Insufficient memory on Google Compute

Hello,

I tried creating a VM on Google Compute to process a dataset of 542 images, installed with Ubuntu 18.04 and WebODM pulled from git 2 days ago. The VM has 16 vCPU with 60 GB memory. The settings used were fast-orthophoto, ignore-gsd, and orthophoto-resolution. For the last setting, I used a number of values from the default value, 2, 1.5, and 1, all of which ran fine except the last value where WebODM produce insufficient memory error. The default value run was a full run, while the other run was rerun from odm-orthophoto. I tried the last setting again, this time changing the VM spec to 24 vCPU and 90GB memory but WebODM still did complain about insufficient memory.
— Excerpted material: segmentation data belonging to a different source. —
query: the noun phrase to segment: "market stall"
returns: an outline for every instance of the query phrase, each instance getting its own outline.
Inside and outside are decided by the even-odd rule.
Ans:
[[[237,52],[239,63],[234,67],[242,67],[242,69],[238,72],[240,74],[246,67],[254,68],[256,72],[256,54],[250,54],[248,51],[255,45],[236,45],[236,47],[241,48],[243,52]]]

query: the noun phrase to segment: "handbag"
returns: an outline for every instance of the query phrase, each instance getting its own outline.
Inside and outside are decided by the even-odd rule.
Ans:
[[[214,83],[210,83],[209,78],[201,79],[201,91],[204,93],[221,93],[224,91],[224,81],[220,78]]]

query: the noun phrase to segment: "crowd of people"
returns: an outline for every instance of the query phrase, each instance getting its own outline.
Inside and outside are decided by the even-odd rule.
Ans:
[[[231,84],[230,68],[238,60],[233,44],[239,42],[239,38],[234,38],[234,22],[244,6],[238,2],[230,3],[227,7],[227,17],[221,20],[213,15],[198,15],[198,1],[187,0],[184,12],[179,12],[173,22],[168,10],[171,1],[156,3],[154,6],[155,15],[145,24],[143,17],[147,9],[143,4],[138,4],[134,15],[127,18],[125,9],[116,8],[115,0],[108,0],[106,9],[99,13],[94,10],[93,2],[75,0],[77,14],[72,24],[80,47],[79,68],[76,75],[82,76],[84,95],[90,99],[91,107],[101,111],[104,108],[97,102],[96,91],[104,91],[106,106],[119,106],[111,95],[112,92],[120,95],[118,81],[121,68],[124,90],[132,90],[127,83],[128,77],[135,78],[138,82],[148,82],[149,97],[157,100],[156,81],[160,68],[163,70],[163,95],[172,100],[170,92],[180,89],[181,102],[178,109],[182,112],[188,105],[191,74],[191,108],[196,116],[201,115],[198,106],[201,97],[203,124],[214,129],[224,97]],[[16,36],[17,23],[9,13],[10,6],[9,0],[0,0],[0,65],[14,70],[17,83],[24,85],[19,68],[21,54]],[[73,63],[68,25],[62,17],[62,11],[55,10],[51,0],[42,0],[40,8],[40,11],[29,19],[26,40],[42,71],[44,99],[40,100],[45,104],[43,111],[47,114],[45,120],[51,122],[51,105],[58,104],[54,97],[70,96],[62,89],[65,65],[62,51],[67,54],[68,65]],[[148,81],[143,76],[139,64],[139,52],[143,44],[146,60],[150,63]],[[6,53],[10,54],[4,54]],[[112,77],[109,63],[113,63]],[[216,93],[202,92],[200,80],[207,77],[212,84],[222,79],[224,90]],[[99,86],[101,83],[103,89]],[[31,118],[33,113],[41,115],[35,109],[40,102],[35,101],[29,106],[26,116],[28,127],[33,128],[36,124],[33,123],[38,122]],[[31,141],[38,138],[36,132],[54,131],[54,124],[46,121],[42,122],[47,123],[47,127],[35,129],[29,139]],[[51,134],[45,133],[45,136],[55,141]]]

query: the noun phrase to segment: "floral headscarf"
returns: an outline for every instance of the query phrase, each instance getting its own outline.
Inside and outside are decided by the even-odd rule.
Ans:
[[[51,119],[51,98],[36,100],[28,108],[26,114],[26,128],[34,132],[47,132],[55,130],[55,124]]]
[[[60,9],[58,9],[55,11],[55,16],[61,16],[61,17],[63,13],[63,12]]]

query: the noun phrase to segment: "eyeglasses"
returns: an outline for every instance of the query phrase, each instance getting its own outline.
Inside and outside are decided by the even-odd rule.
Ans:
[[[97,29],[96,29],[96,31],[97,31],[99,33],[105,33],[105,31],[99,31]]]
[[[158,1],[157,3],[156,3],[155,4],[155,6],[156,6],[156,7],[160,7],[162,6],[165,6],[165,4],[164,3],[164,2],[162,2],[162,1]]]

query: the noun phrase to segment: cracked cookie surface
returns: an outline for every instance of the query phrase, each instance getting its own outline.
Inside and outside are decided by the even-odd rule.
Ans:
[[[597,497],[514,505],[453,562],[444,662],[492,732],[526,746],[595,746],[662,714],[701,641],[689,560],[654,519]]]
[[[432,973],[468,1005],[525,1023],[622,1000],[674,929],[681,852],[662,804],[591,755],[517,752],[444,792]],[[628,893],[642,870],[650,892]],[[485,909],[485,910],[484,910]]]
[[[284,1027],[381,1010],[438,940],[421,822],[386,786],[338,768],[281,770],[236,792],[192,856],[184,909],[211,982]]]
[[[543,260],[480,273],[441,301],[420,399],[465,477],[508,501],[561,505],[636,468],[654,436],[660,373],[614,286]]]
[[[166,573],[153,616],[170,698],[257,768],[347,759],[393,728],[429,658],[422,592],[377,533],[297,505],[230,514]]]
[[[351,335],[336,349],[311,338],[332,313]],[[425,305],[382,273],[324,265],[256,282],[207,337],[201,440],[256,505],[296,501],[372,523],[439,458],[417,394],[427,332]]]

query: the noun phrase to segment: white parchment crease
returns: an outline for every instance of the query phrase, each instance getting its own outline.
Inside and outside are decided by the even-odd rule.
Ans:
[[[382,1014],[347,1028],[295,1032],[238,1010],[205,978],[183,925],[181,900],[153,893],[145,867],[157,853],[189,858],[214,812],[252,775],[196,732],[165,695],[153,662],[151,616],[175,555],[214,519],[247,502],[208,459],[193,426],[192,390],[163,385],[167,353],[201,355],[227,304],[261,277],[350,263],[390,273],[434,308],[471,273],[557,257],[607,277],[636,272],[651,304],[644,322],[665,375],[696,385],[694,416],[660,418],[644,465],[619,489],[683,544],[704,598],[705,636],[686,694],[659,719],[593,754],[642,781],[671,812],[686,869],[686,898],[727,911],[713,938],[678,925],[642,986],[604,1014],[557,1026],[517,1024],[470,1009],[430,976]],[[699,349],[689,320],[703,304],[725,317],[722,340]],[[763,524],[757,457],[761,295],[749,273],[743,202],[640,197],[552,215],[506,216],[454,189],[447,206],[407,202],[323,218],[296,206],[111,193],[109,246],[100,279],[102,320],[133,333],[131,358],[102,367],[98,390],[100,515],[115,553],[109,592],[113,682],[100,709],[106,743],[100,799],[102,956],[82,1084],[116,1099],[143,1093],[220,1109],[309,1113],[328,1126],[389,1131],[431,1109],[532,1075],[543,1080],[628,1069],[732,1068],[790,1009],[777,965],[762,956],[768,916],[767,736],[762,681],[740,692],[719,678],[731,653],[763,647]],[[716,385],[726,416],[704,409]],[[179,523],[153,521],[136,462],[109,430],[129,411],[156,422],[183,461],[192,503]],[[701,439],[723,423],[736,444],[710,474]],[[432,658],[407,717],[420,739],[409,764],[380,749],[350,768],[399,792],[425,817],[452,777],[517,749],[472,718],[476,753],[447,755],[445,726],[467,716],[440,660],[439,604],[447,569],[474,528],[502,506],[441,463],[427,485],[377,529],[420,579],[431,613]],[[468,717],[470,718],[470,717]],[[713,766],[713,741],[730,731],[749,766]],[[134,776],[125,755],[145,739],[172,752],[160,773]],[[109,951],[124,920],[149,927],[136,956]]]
The last couple of lines from the console look like this:

[DEBUG] running /code/build/bin/odm_orthophoto -inputFile /var/www/data/960a7bd2-219f-4ba1-a56e-0d81d184e4e1/odm_texturing_25d/odm_textured_model_geo.obj -logFile /var/www/data/960a7bd2-219f-4ba1-a56e-0d81d184e4e1/odm_orthophoto/odm_orthophoto_log.txt -outputFile /var/www/data/960a7bd2-219f-4ba1-a56e-0d81d184e4e1/odm_orthophoto/odm_orthophoto.png -resolution 100.0 -outputCornerFile /var/www/data/960a7bd2-219f-4ba1-a56e-0d81d184e4e1/odm_orthophoto/odm_orthophoto_corners.txt OpenCV Error: Insufficient memory (Failed to allocate 43503955636 bytes) in OutOfMemoryError, file /code/SuperBuild/src/opencv/modules/core/src/alloc.cpp, line 52 Couldn’t allocate enough memory to render the orthophoto (113076x96183 cells = 43503955632 bytes). Try to reduce the -resolution parameter or add more RAM. Traceback (most recent call last): File “/code/run.py”, line 47, in <module> plasm.execute(niter=1) File “/code/scripts/odm_orthophoto.py”, line 94, in process ‘-outputCornerFile {corners}’.format(**kwargs)) File “/code/opendm/system.py”, line 36, in run raise Exception(“Child returned {}”.format(retcode)) Exception: Child returned 1

I thought 90 GB memory should be enough in this case. If I want to keep orthophoto-resolution=1, what should I do?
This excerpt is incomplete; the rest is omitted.